Preisklarheit bei Konzertkarten

Vor kurzen wurde ich genötigt, bei einem bekannten Konzertkarten-Onlinehändler eine Karte für ein Grönemeyer-Konzert zu ordern. Mal davon abgesehen, das ich 50 € und mehr für ein einfaches Konzert schon ziemlich Wucher finde, kamen da nochmal knapp 5 € „Bearbeitungsgebühr“ dazu. Alleine der Begriff hätte mich fast dazu gebracht, an dieser Stelle abzubrechen. Und dann wird die Karte trotzdem nur per Brief verschickt, wenn sie auf dem Postweg verloren geht hat der Kunde eben Pech gehabt. Aber was solls, ist ja ein Geschenk , die Zeit drängt und ich handelte auch nur im Auftrag eines „Nicht-Onliners“, somit auch nicht mein Geld.
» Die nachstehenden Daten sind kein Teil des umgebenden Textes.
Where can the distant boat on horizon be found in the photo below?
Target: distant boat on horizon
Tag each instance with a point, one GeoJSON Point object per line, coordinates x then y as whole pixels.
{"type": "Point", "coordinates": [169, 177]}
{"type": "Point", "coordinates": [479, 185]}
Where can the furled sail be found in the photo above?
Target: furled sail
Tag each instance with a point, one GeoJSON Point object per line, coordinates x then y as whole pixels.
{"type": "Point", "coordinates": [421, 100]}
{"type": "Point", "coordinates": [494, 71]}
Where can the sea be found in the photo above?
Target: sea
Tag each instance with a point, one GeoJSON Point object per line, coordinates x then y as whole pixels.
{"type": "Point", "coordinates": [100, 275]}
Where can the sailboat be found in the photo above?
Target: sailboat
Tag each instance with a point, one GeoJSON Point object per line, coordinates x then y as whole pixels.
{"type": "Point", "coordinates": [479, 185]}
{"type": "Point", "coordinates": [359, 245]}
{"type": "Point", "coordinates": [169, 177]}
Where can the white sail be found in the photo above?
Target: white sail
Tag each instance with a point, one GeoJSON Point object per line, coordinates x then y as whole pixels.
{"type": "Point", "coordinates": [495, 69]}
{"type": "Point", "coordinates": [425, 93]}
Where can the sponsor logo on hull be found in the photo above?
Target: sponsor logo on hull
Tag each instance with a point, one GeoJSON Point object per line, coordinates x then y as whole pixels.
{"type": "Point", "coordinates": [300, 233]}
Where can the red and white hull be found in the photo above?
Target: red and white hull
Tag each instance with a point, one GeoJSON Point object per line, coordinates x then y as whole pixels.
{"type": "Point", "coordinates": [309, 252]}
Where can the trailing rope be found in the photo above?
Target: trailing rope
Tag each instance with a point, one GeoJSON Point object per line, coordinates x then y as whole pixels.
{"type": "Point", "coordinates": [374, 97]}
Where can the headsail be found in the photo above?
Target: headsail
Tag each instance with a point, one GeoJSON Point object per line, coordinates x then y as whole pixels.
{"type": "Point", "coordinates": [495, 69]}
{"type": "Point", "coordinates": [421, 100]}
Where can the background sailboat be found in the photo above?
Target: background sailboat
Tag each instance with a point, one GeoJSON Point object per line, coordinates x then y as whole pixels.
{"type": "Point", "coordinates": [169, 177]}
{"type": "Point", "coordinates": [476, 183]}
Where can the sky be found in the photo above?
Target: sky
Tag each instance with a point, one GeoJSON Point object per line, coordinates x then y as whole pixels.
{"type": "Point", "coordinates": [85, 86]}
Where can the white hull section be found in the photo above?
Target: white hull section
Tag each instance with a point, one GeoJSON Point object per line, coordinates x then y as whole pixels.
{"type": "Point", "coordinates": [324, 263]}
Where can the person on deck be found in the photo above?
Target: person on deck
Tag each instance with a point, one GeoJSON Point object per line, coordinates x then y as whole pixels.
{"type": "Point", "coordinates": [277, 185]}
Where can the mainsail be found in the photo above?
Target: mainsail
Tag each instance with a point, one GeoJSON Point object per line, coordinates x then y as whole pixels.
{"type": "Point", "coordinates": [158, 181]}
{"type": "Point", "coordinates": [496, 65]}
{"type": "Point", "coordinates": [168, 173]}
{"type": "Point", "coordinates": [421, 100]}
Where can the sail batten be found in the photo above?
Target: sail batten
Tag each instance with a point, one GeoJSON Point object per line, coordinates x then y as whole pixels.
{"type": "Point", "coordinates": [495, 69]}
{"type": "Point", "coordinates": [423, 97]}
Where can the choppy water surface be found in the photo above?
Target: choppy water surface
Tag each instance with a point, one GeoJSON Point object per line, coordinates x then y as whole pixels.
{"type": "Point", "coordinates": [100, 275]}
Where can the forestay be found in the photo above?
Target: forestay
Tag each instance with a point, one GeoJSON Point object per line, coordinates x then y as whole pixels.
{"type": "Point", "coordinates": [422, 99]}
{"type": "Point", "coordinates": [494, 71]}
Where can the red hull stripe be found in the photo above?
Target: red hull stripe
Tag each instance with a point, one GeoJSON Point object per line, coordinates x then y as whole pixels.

Jetzt ist die Karte da und darauf ist ein niedrigerer Preis aufgedruckt als ich geordert hatte, zufällig der Preis der niedrigeren Platzkategorie, die vorsichtshalber mit „gegebenenfalls Sichtbeschänkung“ angepriesen war. Also schnell ein klick auf den Kontakt-Link um die Sache per Email zu klären. Doch statt wie erwartet im einem Mail-Formular landet man in einer FAQ, wo es doch tatsächlich die Rubrik

„Der Preis auf den Karten ist niedriger als der Preis auf der Quittung“

gibt. Der Wahnsinn hat also Methode. Und dort erklärt man dann:

„Sollte sich bei dem auf dem Ticket
aufgedruckten Preis und dem im Webshop angegebenen Endpreis eine
Differenz von 2,00 EUR pro Ticket ergeben, so handelt es sich dabei um
die anfallende Buchungsgebühr. Auf diese weisen wir im Laufe des
Bestellprozesses hin.


Sollte die Differenz höher als 2,00 EUR pro Ticket sein, so handelt es
sich bei dem auf dem Ticket angegebenen Preis nicht um den
Ticketendpreis. Bitte beachten Sie, dass es sich dann bei dem Preis auf
der Karte um den Preis ohne Gebühren handelt: Unter dem aufgedruckten
Ticketpreis befindet sich in der Regel der Schriftzug „Preis zzgl. VVK“
oder „Preis zzgl. Gebühren“. So gilt z.B. für einige Veranstaltungen in
Großstädten wie Berlin und Hamburg, daß die Vorverkaufsgebühr entgegen
Veranstaltungen in anderen Städten nicht im aufgedruckten Preis
enthalten ist.


Der berechnete Endpreis setzt sich hingegen aus dem aufgedruckten
Ticketpreis, zuzüglich Vorverkaufsentgelt, der Buchungsgebühr und der
Werbekostenumlage zusammen.


Wir bitten um Verständnis, dass wir im Webshop nur den maßgeblichen Endpreis darstellen können.“

Nein, dafür hab ich ganz und gar kein Verständnis. Auf der Rechnung ist es schließlich auch möglich Kartenpreis, Vorverkaufsgebühr, Systemgebühr, ÖPNV-Gebühr, Bestellgebühr und Bearbeitungsgebühr zu einer Summe zu addieren. Warum das „im Webshop“ nicht gehen soll, bleibt unklar. Außer man versucht, durch unklare Preisauszeichnung Kasse zu machen. Aber sowas möchte ich lieber keinem unterstellen.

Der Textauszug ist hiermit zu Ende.